President Barack Obama and Republican nominee Mitt Romney squared off in their first? face-to-face presidential debate Wednesday, battling for more than an hour over the future of the economy, the federal budget, tax cuts, education, health care and even the future of Big Bird.
Faced with several recent polls showing Romney falling behind, the GOP candidate may have bought himself some added time after Wednesday's debate, where he appeared on the offensive against Obama. Romney's answers to questions from the moderator, Jim Lehrer of PBS Newshour, who played a subdued role over the course of the evening, were crisp and appeared well-rehearsed. His responses included as many specifics as the limited time would allow, and Romney seemed to hit his marks in a way Obama was not able to.
The "zingers" promised for the debate were scarce, and both instead used his time to carefully outline ideas for how they would govern. Romney and Obama both used personal examples to supplement their points.
In perhaps the most anticipated moment of the debate, Romney survived the session on health care reform, which could have been a major liability for the Republican nominee. As governor of Massachusetts, Romney championed a state health care law that later became the partial blueprint for Obama's national health care overhaul that Romney now says he wants to repeal. During the debate, Romney worked to show the difference between the two laws, while Obama aimed to tie them together. Obama scored points in noting that many of the ideas that made it into the final health care law originated with with Republicans, but Romney escaped the exchange with only minor wounds.
"There's a reason why Governor Romney set up the plan that he did in Massachusetts," Obama said. "It wasn't a government takeover of health care. It was the largest expansion of private insurance."
Although the debate began awkwardly with both candidates discussing the president's 20th wedding anniversary, the contest quickly moved into what at times became a tense conversation that showed the difference between their competing visions of the future of the country and the role of government. But for much of the first part of the contest, both Obama and Romney spent a lot of time working to fact check the other.
Obama launched an early attack on Romney for proposing a tax plan that cuts federal government programs but does not include tax increases on the wealthy. He knocked the former governor for not providing specifics about his own plan for tax reform and said his initiative would raise taxes on middle-income families by $2,000 and lower them for millionaires.
"Virtually everything he just said about my tax plan is inaccurate," Romney shot back, adding that he doesn't intend to raise taxes under his plan.
Obama pressed that there was no way to achieve sound deficit reduction without what he called a "balanced approach" that includes tax increases and spending cuts, forcing Romney to double down on a policy against raising taxes under any circumstances.
The debate, which lacked the contentious moments of the Republican primary contests, marked nearly five years since Obama and Romney have seen each other in person. Both men, however, have studied the other from afar through campaign ads, briefing books and tapes of old debates during preparations for the big night.

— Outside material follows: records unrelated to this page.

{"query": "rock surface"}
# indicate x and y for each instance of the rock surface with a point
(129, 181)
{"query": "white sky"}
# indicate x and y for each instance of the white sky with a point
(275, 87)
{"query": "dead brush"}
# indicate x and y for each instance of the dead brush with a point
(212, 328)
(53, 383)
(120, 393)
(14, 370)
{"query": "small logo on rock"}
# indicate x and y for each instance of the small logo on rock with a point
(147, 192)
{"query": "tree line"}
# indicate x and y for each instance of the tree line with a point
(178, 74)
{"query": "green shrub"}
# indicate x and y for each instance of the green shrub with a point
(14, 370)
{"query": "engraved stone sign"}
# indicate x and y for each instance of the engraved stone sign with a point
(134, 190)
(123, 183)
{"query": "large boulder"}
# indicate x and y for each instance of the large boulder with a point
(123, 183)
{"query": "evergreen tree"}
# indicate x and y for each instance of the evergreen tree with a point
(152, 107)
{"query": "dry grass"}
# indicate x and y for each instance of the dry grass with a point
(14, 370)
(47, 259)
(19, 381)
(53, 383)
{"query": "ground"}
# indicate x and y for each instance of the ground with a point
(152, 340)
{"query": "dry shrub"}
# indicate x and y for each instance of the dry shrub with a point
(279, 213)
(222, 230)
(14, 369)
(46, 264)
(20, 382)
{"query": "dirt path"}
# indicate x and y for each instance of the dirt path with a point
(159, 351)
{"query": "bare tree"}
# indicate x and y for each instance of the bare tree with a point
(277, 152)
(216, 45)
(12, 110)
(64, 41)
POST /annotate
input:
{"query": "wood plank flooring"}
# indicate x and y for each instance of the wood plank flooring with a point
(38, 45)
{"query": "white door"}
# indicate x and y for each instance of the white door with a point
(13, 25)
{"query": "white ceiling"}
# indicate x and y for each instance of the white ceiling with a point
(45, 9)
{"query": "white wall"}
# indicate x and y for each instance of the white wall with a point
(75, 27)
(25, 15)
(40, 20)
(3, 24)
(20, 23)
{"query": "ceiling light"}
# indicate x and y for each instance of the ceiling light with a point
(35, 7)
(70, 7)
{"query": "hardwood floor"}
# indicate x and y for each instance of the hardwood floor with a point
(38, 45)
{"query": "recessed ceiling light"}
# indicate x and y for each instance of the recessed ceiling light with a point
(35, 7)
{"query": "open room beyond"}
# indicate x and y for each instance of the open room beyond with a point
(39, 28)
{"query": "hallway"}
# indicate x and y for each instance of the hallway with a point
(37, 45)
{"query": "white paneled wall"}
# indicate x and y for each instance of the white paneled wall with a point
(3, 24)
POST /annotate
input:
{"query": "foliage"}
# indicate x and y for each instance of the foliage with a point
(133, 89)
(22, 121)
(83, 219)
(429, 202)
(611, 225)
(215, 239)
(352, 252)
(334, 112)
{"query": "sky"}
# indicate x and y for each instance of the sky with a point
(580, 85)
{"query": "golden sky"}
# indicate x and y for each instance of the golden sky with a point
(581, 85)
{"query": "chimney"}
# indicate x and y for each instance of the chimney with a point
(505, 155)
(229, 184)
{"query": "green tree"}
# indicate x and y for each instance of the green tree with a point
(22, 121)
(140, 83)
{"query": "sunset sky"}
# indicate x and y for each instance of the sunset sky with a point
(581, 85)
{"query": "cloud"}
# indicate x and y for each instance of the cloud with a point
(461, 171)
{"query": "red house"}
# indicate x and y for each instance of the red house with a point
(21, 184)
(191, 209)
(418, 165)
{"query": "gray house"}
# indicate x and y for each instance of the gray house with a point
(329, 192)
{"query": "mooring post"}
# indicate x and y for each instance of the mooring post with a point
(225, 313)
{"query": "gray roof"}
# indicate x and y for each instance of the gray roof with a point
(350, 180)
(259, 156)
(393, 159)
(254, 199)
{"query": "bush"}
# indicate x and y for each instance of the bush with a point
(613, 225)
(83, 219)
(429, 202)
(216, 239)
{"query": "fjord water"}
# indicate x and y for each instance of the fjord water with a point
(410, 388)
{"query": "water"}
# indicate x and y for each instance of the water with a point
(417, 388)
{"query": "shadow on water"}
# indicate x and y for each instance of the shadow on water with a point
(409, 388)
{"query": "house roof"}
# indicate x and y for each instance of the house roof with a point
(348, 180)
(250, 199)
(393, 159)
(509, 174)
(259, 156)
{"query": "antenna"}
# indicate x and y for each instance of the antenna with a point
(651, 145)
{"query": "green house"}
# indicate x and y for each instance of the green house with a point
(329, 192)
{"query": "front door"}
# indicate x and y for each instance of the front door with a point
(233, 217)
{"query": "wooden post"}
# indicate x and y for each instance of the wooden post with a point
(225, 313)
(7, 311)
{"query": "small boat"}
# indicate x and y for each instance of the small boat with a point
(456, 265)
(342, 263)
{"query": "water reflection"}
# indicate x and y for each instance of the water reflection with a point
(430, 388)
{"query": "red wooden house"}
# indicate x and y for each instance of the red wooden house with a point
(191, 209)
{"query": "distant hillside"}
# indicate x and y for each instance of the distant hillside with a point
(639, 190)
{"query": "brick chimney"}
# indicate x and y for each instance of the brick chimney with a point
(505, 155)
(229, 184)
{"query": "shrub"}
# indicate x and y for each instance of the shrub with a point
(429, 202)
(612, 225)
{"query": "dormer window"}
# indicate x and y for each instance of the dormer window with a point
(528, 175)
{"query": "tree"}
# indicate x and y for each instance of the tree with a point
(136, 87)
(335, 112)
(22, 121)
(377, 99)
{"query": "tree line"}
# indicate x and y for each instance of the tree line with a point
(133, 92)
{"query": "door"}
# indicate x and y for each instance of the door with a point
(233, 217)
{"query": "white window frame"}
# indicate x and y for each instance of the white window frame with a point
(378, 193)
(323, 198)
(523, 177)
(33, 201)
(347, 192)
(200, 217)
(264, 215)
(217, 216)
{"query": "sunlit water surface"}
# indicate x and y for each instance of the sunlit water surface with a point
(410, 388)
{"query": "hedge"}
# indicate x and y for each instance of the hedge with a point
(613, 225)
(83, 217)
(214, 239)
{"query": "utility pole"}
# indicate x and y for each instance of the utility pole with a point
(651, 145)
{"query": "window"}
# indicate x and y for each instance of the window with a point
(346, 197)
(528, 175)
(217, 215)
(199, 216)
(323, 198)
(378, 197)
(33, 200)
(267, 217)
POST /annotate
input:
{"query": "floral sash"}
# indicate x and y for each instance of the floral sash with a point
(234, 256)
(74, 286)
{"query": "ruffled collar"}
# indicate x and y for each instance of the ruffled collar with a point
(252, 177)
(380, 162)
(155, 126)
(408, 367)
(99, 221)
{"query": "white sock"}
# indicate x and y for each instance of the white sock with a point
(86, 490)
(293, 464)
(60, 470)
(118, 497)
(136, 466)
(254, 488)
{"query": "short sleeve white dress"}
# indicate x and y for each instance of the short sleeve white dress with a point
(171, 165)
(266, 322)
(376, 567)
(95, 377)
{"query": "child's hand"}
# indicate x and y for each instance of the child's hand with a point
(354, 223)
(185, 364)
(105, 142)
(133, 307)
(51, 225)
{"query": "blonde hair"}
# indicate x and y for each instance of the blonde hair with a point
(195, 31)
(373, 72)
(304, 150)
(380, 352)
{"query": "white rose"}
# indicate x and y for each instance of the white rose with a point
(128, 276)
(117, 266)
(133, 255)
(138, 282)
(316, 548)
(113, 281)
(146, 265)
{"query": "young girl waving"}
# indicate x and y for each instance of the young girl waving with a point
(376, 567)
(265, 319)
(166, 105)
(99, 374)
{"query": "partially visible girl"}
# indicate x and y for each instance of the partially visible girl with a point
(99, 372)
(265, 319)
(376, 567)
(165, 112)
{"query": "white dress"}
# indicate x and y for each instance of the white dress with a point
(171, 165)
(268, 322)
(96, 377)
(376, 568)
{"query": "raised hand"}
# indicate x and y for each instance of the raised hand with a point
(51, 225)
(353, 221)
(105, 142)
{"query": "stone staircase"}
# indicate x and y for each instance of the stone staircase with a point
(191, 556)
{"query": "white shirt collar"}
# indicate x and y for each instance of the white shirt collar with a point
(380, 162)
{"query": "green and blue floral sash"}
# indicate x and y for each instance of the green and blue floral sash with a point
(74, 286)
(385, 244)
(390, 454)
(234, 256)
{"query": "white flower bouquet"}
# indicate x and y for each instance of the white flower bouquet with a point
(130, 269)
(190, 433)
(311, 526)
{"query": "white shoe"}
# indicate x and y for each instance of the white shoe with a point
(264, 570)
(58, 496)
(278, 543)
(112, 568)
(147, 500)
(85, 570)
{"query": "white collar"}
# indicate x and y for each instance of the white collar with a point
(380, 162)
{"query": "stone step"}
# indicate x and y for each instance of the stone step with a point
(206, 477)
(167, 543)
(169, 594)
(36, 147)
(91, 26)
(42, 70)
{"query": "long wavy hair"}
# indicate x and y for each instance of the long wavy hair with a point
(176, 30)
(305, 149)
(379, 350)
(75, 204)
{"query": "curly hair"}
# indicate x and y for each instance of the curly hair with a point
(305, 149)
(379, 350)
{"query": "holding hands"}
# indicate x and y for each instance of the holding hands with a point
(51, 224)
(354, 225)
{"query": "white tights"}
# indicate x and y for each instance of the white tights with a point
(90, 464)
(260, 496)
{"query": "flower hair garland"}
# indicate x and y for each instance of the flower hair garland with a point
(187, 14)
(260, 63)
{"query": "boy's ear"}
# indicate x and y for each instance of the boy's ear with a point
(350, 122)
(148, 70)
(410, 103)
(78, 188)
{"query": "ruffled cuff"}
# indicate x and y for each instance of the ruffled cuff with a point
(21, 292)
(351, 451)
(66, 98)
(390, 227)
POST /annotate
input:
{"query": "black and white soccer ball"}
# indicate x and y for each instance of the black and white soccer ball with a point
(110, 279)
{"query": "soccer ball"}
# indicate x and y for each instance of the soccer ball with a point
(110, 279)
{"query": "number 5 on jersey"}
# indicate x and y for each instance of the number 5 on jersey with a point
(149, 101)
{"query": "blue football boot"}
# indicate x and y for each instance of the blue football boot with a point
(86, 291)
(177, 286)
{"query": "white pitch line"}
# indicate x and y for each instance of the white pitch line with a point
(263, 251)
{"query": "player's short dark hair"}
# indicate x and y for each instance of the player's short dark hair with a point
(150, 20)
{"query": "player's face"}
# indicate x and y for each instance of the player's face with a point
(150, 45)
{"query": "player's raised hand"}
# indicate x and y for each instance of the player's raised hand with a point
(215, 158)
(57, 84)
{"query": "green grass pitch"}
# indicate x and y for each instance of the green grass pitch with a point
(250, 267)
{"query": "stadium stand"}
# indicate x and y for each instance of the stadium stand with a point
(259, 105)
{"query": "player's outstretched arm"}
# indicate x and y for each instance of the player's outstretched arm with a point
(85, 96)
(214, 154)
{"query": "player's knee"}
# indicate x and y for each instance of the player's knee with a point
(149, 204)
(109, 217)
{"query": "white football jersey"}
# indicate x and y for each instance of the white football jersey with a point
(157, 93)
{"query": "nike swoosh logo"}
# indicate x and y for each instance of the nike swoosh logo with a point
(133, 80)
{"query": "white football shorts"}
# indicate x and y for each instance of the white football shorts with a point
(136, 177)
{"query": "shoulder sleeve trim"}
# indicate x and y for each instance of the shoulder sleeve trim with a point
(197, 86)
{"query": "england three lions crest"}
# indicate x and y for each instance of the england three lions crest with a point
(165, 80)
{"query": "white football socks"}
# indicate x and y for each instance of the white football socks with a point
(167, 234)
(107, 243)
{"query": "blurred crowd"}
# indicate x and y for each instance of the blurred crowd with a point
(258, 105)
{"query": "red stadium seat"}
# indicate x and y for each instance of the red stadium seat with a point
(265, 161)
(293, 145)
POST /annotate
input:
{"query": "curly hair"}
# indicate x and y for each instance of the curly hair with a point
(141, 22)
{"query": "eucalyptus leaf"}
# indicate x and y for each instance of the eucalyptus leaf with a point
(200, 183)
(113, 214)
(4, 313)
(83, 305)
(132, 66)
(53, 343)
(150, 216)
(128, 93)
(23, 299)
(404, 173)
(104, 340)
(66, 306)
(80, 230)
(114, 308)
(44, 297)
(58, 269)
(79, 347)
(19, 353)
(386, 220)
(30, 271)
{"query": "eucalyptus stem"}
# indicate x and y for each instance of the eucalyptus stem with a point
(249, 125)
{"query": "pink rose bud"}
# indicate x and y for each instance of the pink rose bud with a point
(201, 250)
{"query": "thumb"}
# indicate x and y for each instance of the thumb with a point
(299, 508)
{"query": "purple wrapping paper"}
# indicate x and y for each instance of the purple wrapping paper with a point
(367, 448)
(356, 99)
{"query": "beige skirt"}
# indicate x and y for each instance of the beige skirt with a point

For some voters, Wednesday's debate was Romney's first real opportunity to make an impression. As the challenger, Romney was tasked with showing voters what distinguished him from the president and his policies, and how his own ideas would make the country better off. The debate also offered the Republican nominee an opportunity to display his personality, which at times can appear stiff or halted when portrayed in news coverage.
In a way, Obama faced an even deeper challenge. After four years under his watch, the unemployment rate remains above 8 percent and the national debt now tops over $16 trillion. Indeed, the president inherited a post over a nation facing one of the deepest recessions in recent history, but Obama had to make the case that his policies were the right ones without merely saying "it could have been worse." If the end of his first term is a performance review and the debates are his time to make a defense, it's crucial for him to hit his marks.
In a race in which more than 90 percent of the electorate has already made up their minds, both of the candidates' remarks over the course of the debate were intended for the ears of the few, albeit powerful, undecided voters living in swing states. Each in their own way, Romney and Obama made pitches to these prospective supporters, while still giving confidence to their respective bases that they would not veer from their principles.
National polls show the race for the popular vote to be at a near dead-heat just a month before the election, but an examination of surveys conducted in battleground states suggest Romney could face a deficit of support in areas he must win to best the president.
Romney made a solid first step.
The candidates will face each other twice more before Election Day, for a townhall-style debate in New York on Oct. 16 and a final contest over foreign policy in Florida on Oct. 22.